His murmur faded as Edward swiftly bore them out of the forest. Weary, woozy, Jack felt his consciousness begin to waver. He did not pass out, but he did fall into a dozing stupor. Edward carried him all the way to one of the guest rooms, where he lay Jack down on a warm mattress. He stroked his brother's forehead, and ordered a servant to bring water for when he woke. Alex sat down on the bed beside him, and clutched one of Jack's hands tightly in his own.

“Oh, Jack, poor Jack,” Alex lamented. “Poor Lady Charlotte, of course! And poor Jack. He looked so happy this morning.”

“Aye, he glowed with love for the lady,” Edward said. “It is first a tragedy to the lady and her pitiable family, naturally, but next it is a tragedy to Jack.
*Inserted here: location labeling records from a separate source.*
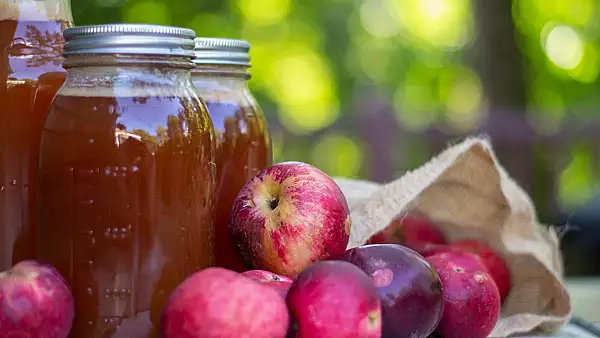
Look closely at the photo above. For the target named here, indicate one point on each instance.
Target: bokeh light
(302, 84)
(213, 25)
(462, 93)
(377, 20)
(563, 46)
(441, 23)
(264, 12)
(579, 181)
(338, 155)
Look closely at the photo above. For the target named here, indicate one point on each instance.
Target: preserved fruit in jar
(126, 176)
(243, 145)
(31, 73)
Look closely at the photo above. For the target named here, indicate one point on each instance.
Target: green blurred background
(371, 88)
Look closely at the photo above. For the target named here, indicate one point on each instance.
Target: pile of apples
(291, 226)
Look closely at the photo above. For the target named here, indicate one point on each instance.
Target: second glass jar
(126, 176)
(243, 145)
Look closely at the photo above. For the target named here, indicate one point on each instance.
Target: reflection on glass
(126, 205)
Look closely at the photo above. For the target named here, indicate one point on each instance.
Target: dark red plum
(410, 290)
(471, 298)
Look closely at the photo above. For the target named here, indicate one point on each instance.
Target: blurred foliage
(316, 65)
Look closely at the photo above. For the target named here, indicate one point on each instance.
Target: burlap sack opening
(469, 195)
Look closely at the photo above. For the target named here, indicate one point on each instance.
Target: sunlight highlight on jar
(154, 12)
(576, 183)
(338, 155)
(264, 12)
(303, 85)
(442, 23)
(563, 46)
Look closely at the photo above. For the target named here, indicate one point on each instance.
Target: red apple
(471, 298)
(220, 303)
(409, 289)
(495, 264)
(279, 283)
(289, 216)
(334, 299)
(35, 301)
(408, 229)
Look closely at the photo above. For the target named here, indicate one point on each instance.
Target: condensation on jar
(243, 145)
(31, 73)
(126, 176)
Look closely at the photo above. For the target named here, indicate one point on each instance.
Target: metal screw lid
(140, 39)
(217, 51)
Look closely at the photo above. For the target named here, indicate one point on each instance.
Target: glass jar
(31, 72)
(126, 176)
(243, 145)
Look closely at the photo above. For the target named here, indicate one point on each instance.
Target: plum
(408, 229)
(495, 264)
(471, 298)
(410, 290)
(428, 249)
(35, 301)
(220, 303)
(279, 283)
(334, 299)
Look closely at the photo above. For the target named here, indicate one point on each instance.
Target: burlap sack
(469, 195)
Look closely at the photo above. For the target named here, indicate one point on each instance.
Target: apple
(471, 297)
(220, 303)
(409, 289)
(35, 301)
(495, 264)
(279, 283)
(334, 299)
(288, 217)
(408, 229)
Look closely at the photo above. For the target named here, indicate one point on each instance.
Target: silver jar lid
(137, 39)
(217, 51)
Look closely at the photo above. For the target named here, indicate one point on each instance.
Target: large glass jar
(31, 72)
(243, 145)
(126, 176)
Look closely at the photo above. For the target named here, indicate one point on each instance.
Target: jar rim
(133, 39)
(222, 51)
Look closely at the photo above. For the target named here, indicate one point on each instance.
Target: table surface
(575, 329)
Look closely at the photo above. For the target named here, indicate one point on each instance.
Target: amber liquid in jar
(31, 73)
(126, 192)
(243, 148)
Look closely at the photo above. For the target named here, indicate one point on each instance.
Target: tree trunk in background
(499, 63)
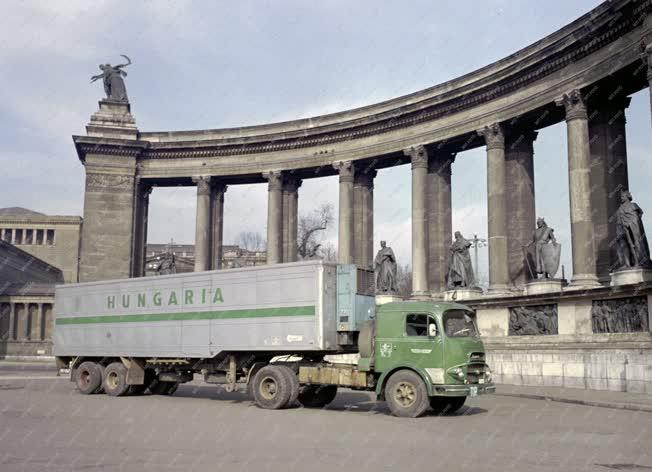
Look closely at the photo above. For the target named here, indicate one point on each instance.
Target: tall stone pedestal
(636, 275)
(462, 294)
Seeing him these two days past has been as watching the sun shine through the clouds of a storm. He is so rarely happy, and has never before loved.”

Jack felt the bed grow considerably lighter as Edward rose. He heard his footsteps, heavy and fast, pacing him across the room.
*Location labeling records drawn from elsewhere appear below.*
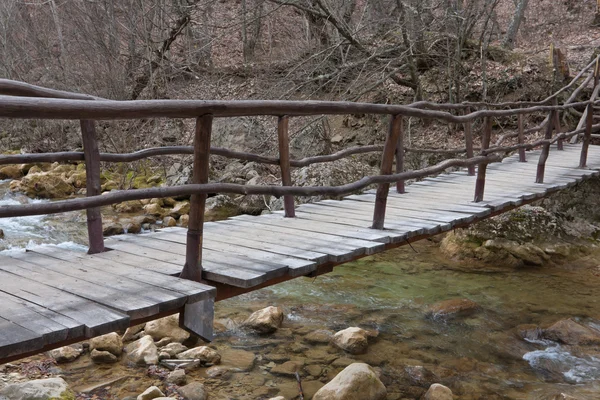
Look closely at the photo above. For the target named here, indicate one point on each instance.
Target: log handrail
(20, 100)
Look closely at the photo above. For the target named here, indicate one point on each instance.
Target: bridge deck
(50, 296)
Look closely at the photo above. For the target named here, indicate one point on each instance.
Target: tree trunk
(513, 29)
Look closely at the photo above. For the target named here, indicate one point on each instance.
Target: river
(479, 356)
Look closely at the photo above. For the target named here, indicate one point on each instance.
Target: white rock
(176, 377)
(202, 353)
(39, 389)
(173, 349)
(166, 327)
(111, 342)
(151, 393)
(143, 351)
(65, 354)
(266, 320)
(352, 340)
(357, 381)
(438, 392)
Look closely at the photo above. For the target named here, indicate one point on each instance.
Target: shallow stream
(479, 356)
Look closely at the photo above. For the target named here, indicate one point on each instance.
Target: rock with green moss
(45, 185)
(10, 172)
(39, 389)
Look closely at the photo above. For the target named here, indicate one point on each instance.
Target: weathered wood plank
(97, 319)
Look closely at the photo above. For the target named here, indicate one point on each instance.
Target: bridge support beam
(284, 164)
(482, 168)
(387, 161)
(93, 187)
(587, 137)
(193, 253)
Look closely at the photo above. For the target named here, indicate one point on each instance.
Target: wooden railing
(20, 100)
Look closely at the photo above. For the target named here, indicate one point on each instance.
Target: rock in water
(151, 393)
(438, 392)
(267, 320)
(39, 389)
(110, 342)
(193, 391)
(176, 377)
(167, 327)
(65, 354)
(452, 308)
(103, 357)
(358, 381)
(202, 353)
(570, 332)
(352, 340)
(143, 351)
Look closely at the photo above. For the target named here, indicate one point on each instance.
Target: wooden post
(284, 164)
(481, 168)
(545, 151)
(387, 161)
(556, 122)
(589, 121)
(469, 142)
(93, 187)
(400, 187)
(193, 253)
(522, 156)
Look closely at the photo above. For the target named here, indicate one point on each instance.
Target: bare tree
(513, 29)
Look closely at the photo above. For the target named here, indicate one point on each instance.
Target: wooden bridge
(50, 296)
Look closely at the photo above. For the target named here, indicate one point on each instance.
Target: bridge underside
(50, 296)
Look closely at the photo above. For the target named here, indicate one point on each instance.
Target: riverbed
(478, 356)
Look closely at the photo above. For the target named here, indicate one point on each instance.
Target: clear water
(478, 357)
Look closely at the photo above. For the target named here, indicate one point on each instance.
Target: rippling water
(478, 357)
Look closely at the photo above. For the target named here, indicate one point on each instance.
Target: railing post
(193, 253)
(387, 161)
(522, 156)
(587, 137)
(93, 187)
(284, 163)
(481, 168)
(400, 185)
(556, 121)
(545, 150)
(469, 141)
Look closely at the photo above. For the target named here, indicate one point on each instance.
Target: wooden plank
(130, 304)
(406, 219)
(327, 240)
(296, 266)
(326, 228)
(153, 242)
(193, 290)
(16, 340)
(337, 252)
(219, 272)
(50, 326)
(97, 319)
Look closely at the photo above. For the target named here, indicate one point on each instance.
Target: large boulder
(65, 354)
(193, 391)
(166, 327)
(203, 353)
(110, 342)
(151, 393)
(266, 320)
(143, 351)
(39, 389)
(570, 332)
(352, 340)
(438, 392)
(452, 308)
(46, 185)
(358, 381)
“Goddamn such a beast as would do such a thing!” Edward said darkly. “No, Alex, do not look at me that way. Cursing a demon by the Lord's name is no blasphemy. And only a demon could have done this! Only a Satan-besotted usurper of God's good earth would steal a lady away in the dead of night and slay her so brutally!”

Jack, being the subject of Edward's insults, twitched. He willed his brother to shut his mouth, but his silent appeal went unanswered.

“Damn the villain a hundred times over!” Edward continued. “Let me find him, Alexander, and so help me, I'll give him a death that will make him envy his poor victim. Filth of that kind should be boiled alive, after having every strip of flesh whipped from--”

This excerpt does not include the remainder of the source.